Taxes Appellate Tribunal: The tribunal established under Section 11 of the Income Tax Ordinance, 1984 hears appeals against decisions passed by the appellate joint or additional commissioner or the commissioner (appeals). It is the highest judicial authority in determining the factual points of income tax cases.
Bangladesh Energy Regulatory Commission (BERC): Section 4 of the Bangladesh Energy Regulatory Commission Act, 2003 established BERC to arbitrate disputes in the energy (eg, gas, electricity, petroleum) industry, among others.

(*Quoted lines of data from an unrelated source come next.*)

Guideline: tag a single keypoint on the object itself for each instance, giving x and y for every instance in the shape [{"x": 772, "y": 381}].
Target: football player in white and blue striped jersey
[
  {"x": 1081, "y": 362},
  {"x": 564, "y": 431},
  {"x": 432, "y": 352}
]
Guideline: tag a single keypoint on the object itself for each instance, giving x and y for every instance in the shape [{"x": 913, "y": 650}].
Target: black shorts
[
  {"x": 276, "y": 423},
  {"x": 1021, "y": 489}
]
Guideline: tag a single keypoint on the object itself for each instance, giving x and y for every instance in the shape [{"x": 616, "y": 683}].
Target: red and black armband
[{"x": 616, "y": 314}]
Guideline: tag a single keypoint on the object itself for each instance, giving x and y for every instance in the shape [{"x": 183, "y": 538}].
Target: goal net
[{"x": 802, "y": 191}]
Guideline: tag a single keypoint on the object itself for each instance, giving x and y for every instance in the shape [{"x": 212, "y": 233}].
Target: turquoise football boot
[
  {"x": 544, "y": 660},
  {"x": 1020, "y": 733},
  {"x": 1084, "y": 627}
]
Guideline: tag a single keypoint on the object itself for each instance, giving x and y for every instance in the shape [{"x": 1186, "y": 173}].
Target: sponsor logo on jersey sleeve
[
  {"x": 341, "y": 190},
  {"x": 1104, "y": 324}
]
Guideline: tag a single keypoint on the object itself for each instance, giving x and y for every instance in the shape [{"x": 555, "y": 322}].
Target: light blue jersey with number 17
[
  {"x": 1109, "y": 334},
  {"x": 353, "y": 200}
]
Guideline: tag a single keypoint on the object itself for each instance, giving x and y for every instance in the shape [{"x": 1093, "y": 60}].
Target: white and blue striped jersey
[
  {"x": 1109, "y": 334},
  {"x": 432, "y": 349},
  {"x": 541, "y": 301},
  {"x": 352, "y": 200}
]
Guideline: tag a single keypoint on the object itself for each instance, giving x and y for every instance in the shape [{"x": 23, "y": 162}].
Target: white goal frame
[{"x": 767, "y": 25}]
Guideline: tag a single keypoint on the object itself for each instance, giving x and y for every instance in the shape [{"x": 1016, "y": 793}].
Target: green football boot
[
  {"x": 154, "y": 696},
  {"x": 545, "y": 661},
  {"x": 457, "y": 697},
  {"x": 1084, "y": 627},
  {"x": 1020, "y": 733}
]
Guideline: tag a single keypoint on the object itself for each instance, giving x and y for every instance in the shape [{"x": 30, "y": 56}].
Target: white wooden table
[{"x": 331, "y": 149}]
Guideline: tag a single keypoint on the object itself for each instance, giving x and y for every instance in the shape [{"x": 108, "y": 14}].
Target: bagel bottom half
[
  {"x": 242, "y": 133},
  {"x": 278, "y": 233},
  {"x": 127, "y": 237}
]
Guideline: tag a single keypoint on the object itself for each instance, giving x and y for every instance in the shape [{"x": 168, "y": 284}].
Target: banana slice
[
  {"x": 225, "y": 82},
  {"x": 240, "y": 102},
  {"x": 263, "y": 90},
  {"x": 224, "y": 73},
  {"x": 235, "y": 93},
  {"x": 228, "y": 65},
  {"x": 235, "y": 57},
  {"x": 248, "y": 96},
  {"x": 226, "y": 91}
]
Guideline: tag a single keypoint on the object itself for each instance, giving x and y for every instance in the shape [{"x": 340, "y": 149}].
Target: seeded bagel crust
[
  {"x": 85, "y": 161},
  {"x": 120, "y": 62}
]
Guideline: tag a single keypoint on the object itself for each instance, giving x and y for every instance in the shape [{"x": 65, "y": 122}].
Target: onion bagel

Bangladesh Competition Commission: The Bangladesh Competition Commission was established under Section 5(1) of the Competition Act, 2012 to eliminate practices that have an adversarial effect on competition in the market, to promote and sustain competition, and to ensure freedom of trade, among other things.
Information Commission, Bangladesh: The Information Commission was established under Section 11 of the Right to Information Act, 2009 to ensure that citizens have access to information according to the Right to Information Act.
Administrative tribunals: The tribunals (established under Section 3 of the Administrative Tribunals Act, 1980) have exclusive jurisdiction to hear and determine applications made by any person in the service of the republic or of any statutory public authority in respect of the terms and conditions of his or her service, including pension rights, or in respect of any action taken in relation to him or her as a person in the service of the republic or any statutory public authority.
Administrative Appellate Tribunal: Section 5 of the Administrative Tribunals Act, 1980 provides for the establishment of the Administrative Appellate Tribunal to hear and determine appeals from any order or decision of an administrative tribunal.
Children and women repression prevention tribunals: Section 26 of the Children and Women Repression Prevention Act, 2000 provides for the establishment of tribunals to adjudicate matters regarding violence inflicted upon children and women.
Special Tribunal, Securities and Exchange Commission: The Special Tribunal of the Securities and Exchange Commission was established in 2012 under Section 25B of the Securities and Exchange Ordinance, 1969 to deal with stock market-related cases (ie, irregularities in the capital markets), among other things.
Election tribunals: The Election Commission, as per Section 23 of the Local Government (Union Parishad) Act, 2009, constituted tribunals in the districts to resolve disputes over the Union Parishad polls.
International Crime Tribunal: The tribunal was established on 22 March 2012 in accordance with Section 6 of the International Crimes (Tribunal) Act, 1973 for the trial of offences such as:
- crimes against humanity;
- crimes against peace;
- war crimes; and
- any other crimes under international law.